La agrupación recordó que este segmento del río fue declarado Humedal de Importancia Internacional en 2012, debido a que se trata de un humedal enclavado en una zona desértica y porque constituye hábitat temporal y permanente para diversas especies de flora y fauna en riesgo, entre otros criterios ecológicos.
Detalló que la jornada de este sábado se realizó en la prolongación del bulevar Eduardo Nájera, vialidad que corre paralela al río, donde, aseguró, la zona se ha convertido en un depósito clandestino de basura, restos de poda, escombro, materiales de construcción, animales muertos y botellas de bebidas alcohólicas, además de otros residuos.

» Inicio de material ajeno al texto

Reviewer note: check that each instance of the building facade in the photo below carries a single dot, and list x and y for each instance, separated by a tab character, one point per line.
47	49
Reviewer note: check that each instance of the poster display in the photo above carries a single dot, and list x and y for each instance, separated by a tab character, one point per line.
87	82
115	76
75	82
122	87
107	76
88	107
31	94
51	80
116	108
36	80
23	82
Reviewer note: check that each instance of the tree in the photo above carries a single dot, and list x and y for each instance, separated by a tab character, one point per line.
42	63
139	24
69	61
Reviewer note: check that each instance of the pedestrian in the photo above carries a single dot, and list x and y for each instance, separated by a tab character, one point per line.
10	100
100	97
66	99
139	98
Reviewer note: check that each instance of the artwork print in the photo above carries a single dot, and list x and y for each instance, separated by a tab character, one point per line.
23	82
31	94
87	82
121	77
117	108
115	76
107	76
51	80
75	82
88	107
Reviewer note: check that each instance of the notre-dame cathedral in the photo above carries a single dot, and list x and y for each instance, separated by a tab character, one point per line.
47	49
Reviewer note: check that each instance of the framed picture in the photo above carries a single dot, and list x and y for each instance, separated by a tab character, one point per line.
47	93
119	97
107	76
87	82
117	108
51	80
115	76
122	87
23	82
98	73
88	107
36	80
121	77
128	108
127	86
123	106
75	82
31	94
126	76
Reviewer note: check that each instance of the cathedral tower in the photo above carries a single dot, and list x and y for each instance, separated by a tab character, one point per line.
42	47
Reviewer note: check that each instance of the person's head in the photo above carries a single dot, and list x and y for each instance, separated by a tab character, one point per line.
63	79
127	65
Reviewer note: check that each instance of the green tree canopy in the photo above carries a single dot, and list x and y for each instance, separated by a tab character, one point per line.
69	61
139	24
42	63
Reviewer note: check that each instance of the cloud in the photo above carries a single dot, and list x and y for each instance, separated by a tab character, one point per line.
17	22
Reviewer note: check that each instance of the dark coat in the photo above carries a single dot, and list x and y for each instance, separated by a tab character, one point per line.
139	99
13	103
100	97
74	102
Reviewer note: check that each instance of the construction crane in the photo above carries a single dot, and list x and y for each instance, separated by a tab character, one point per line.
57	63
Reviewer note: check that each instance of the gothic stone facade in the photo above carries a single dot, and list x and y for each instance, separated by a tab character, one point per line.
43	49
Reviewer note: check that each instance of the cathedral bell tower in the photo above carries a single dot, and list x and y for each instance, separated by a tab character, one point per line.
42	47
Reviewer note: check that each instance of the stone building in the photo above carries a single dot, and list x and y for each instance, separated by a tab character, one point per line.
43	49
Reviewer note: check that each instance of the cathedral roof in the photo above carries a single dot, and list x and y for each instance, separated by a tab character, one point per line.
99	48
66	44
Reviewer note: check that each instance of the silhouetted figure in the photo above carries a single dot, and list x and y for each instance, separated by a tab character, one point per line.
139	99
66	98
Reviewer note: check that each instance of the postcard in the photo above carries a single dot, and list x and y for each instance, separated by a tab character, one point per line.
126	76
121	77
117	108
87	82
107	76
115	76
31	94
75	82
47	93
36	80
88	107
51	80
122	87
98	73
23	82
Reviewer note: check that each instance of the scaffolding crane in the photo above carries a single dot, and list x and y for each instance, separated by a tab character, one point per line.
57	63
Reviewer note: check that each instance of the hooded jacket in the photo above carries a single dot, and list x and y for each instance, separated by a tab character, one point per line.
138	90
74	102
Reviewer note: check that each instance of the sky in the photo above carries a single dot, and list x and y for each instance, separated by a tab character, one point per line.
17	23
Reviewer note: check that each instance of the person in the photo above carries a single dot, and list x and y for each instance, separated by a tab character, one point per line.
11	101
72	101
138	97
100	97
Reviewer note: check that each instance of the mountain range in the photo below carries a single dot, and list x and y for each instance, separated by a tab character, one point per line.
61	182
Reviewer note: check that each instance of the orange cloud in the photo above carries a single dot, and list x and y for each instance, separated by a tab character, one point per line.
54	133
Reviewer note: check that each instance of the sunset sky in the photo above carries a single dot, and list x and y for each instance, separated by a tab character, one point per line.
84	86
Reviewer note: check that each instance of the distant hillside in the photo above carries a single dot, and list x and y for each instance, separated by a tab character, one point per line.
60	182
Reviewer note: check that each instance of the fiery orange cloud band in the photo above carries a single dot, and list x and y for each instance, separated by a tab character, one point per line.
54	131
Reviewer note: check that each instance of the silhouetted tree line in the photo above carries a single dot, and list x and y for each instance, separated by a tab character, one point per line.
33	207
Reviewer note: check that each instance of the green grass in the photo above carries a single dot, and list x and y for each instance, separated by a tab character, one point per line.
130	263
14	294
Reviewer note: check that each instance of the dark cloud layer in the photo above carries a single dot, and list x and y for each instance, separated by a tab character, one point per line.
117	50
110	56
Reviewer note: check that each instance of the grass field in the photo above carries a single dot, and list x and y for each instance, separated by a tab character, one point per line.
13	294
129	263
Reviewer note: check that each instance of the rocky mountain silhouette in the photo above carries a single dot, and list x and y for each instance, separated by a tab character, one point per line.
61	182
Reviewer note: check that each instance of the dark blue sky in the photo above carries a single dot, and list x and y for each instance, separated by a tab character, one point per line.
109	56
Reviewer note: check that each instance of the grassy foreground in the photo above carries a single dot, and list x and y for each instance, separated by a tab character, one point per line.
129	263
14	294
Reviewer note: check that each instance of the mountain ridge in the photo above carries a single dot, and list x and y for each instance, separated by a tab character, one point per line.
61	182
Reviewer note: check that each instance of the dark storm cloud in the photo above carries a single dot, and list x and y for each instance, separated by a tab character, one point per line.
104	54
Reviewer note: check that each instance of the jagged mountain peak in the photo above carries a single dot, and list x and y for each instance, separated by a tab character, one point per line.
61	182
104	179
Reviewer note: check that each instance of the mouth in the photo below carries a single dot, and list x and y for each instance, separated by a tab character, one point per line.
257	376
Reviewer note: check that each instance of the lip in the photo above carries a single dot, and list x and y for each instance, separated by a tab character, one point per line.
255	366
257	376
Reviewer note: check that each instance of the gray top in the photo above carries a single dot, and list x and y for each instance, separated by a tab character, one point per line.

Vida en Río San Pedro lamentó que cada semana encuentran una gran cantidad y diversidad de desechos en distintos puntos del cauce, situación que refleja el deterioro constante del ecosistema. Como ejemplo, recordó que en semanas recientes localizaron siete cachorros abandonados, cuya situación difundieron para promover su adopción, además de retirar un tiradero clandestino conformado por muebles, ropa y basura doméstica.
La organización hizo un llamado a la ciudadanía a no normalizar el nivel de contaminación que enfrenta este espacio natural, al señalar que además de ser refugio para cientos de especies, el río es utilizado para investigaciones científicas, recorridos recreativos, sesiones fotográficas y actividades de convivencia.
Finalmente, exhortó a la población a contribuir a la conservación del río evitando tirar basura, reducir la contaminación por ruido y luz, no abandonar mascotas, recoger residuos cuando sea posible, participar en campañas de limpieza y denunciar prácticas como el depósito de escombro, los incendios o la invasión de zonas que sirven de hábitat para peces, insectos, aves, reptiles y mamíferos.
Asimismo, invitó a la comunidad a recordar que la preservación del río San Pedro debe asumirse como una tarea cotidiana, y no únicamente cuando el cauce lleva agua o durante fenómenos extraordinarios como las nevadas.